Lighterstill.jpg

Chagall08.jpg

A lament or lamentation is a song, poem, or piece of music expressing grief, regret, or mourning.

History

Many of the oldest and most lasting poems in human history have been laments.[1] Laments are present in both the Iliad and the Odyssey, and laments continued to be sung in elegiacs accompanied by the aulis in classical and Hellenistic Greece.[2] Lament elements figure in Beowulf, in the Hindu Vedas, and in ancient Near Eastern religious texts, including the Mesopotamian city laments such as the Lament for Ur and the Jewish Tanakh (or Old Testament).

In many oral traditions, both early and modern, the lament has been a genre usually performed by women:[3] Batya Weinbaum made a case for the spontaneous lament of women chanters in the creation of the oral tradition that resulted in the Iliad[4] The material of lament, the "sound of trauma" is as much an element in the Book of Job as in the genre of pastoral elegy, such as Shelley's "Adonais" or Matthew Arnold's "Thyrsis".[5]

The Book of Lamentations or Lamentations of Jeremiah figures in the Old Testament. In art the Lamentation of Christ (under many closely variant terms) is a common subject from the Life of Christ, showing his dead body being mourned after the Crucifixion.

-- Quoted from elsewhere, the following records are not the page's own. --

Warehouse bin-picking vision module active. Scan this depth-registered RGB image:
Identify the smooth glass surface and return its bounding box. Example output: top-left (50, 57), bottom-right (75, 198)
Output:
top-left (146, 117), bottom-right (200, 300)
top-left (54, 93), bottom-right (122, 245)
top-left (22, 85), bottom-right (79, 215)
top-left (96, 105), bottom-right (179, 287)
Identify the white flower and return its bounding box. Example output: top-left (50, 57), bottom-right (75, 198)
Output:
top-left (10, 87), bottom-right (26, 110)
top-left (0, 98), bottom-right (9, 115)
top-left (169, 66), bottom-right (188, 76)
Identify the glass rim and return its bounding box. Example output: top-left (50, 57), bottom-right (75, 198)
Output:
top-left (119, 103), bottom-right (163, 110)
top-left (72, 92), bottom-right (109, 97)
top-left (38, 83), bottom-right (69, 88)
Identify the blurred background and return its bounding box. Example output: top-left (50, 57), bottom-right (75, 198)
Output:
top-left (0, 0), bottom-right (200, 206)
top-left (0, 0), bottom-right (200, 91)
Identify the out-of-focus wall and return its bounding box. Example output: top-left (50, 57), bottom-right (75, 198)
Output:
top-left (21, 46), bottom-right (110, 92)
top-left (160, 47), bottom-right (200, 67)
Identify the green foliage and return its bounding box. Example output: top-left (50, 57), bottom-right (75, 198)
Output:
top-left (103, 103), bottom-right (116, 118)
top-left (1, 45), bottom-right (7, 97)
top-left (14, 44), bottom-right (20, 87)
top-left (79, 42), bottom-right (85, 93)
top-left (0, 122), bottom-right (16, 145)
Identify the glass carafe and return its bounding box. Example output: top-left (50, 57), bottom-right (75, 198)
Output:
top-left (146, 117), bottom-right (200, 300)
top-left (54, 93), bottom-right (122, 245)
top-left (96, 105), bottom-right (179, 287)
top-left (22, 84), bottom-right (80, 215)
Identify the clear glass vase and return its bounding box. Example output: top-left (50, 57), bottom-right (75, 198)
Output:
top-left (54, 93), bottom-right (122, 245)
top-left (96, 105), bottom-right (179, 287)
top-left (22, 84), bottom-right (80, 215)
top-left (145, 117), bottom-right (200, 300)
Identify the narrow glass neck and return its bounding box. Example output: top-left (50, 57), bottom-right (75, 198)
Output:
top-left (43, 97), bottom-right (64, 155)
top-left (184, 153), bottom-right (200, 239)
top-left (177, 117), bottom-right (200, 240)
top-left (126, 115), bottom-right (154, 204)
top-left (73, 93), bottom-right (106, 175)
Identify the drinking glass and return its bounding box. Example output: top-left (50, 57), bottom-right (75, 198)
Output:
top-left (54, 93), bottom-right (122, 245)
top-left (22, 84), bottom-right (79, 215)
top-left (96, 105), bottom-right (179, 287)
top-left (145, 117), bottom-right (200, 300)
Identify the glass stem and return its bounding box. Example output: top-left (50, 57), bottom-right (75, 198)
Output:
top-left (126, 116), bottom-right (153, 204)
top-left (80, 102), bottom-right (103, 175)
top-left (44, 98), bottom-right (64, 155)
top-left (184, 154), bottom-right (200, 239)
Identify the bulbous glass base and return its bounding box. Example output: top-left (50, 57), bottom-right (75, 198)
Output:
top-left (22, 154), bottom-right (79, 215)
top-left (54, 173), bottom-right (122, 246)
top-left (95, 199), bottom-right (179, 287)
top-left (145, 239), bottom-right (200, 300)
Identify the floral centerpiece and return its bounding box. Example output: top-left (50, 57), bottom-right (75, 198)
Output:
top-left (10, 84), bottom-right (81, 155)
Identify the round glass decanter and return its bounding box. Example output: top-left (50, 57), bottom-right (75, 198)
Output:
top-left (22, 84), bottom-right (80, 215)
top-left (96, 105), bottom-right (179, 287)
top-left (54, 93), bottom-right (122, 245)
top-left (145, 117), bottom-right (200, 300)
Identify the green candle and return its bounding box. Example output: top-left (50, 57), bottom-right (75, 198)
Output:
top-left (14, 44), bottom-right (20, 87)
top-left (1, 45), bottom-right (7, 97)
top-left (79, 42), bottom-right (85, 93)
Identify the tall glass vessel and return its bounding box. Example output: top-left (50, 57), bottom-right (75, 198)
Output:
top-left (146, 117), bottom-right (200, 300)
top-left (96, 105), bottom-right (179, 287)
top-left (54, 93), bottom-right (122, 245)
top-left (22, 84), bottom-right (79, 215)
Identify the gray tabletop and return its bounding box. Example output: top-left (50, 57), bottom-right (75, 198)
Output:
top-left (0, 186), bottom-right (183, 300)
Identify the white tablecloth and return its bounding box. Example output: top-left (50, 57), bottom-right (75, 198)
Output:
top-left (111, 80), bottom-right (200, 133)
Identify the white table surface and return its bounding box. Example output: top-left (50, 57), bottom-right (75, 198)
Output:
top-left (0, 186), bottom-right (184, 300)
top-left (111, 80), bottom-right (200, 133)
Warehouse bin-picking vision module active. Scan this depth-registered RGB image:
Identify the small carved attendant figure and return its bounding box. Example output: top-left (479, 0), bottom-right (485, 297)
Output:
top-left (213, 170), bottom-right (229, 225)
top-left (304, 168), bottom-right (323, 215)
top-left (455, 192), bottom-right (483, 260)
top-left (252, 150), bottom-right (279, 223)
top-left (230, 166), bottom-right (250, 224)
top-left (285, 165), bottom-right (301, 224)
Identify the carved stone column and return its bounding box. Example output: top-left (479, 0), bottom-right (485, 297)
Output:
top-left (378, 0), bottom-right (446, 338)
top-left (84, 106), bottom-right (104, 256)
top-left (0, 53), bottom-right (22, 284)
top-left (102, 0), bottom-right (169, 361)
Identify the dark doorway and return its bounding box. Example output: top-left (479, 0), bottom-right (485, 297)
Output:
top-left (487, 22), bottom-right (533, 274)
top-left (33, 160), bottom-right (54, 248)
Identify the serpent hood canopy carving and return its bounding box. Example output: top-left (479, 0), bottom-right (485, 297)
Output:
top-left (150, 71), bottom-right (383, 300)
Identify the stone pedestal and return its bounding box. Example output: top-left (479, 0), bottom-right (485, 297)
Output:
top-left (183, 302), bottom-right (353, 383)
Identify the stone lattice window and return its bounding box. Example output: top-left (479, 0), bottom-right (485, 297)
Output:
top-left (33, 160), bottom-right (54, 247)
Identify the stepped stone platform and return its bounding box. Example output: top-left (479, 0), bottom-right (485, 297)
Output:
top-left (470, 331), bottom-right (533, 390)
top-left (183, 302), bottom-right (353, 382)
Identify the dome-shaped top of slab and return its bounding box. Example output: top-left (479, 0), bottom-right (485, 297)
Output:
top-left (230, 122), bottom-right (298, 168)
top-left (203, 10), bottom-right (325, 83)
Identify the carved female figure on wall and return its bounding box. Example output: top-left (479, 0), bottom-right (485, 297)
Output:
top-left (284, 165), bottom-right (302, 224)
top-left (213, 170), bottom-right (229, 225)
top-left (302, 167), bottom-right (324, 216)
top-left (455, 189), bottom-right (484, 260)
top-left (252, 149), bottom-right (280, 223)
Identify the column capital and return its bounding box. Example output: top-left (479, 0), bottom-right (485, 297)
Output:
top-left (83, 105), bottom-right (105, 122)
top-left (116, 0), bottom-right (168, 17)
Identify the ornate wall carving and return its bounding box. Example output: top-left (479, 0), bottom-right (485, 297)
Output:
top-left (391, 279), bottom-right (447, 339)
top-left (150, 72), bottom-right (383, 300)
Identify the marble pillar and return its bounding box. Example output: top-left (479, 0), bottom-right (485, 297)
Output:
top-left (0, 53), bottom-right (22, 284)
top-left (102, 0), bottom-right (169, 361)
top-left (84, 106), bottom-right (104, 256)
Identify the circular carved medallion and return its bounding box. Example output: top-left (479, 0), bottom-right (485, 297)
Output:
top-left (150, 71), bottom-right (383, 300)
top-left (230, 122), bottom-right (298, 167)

A heroine's lament is a conventional fixture of baroque opera seria, accompanied usually by strings alone, in descending tetrachords.[6] Because of their plangent cantabile melodic lines, evocatively free, non-strophic construction and adagio pace, operatic laments have remained vividly memorable soprano or mezzo-soprano arias even when separated from the emotional pathos of their operatic contexts. An early example is Ariadne's "Lasciatemi morire", which is the only survivor of Monteverdi's lost Arianna. Cavalli's operas extended the lamento formula, in numerous exemplars, of which Ciro's "Negatemi respiri" from Ciro is notable.[7] Other examples include Dido's lament, "When I am laid" (Henry Purcell, Dido and Aeneas), "Lascia ch'io pianga" (Georg Friedrich Handel, Rinaldo), "Cara mio ben" (Tomasso or Giuseppe Giordani). The lament continued to represent a musico-dramatic high point. In the context of opera buffa, the Countess's lament, "Dove sono" comes as a surprise to the audience of Mozart's Marriage of Figaro, and in Rossini's Barber of Seville, Rosina's plaintive words at her apparent abandonment are followed, not by the expected lament aria, but by a vivid orchestral interlude of storm music. The heroine's lament remained a fixture in romantic opera, and the Marschallin's monologue in Act I of Der Rosenkavalier can be understood as a penetrating psychological lament.[8]

Notes

  1. Linda M. Austin, "The Lament and the Rhetoric of the Sublime" Nineteenth-Century Literature 53.3 (December 1998:279-306) traces the literary rhetoric evoking a voice crying.
  2. Margaret Alexiou, Ritual Lament in Greek Tradition (Cambridge University Press) 1974
  3. Alexiou 1974; Angela Bourke, "More in anger than in sorrow: Irish women's lament poetry", in Joan Newlon Radnor, ed., Feminist Messages: Coding in Women's Folk Culture (Urbana: Illinois University Press) 1993:160-82.
  4. Batya Weinbaum, "Lament Ritual Transformed into Literature: Positing Women's Prayer as Cornerstone in Western Classical Literature" The Journal of American Folklore 114 No. 451 (Winter 2001:20-39).
  5. Austin 1998:280f.
  6. Ellen Rosand, 2007. Opera in Seventeenth-Century Venice (University of California Press), "The lament aria: variations on a theme" pp 377ff.
  7. "Negatemi respiri" and several others are noted by Rosand 2007:377f.
  8. Called "the Marschallin's Act I lament", in Jeremy Eichler, "Lushly Lamenting the Wages of Time and a Lost Golden Age" opera review in The New York Times March 15, 2005.

Sources

  • Margaret Alexiou, The ritual lament in Greek tradition. Cambridge: Cambridge University Press, 1974.
  • H. Munro Chadwick, Nora Kershaw Chadwick, The growth of literature (Cambridge: Cambridge University Press, 1932-40), e.g. vol. 2 p. 229.
  • Andrew Dalby, Rediscovering Homer (New York: Norton, 2006. ISBN 0393057887) pp. 141-143.
  • Gail Holst-Warhaft, Dangerous voices: women's laments and Greek literature. London: Routledge, 1992. ISBN 04151216555.
  • Claus Westermann, Praise and Lament in the Psalms. Westminster: John Knox Press, 1981. ISBN 0804217920.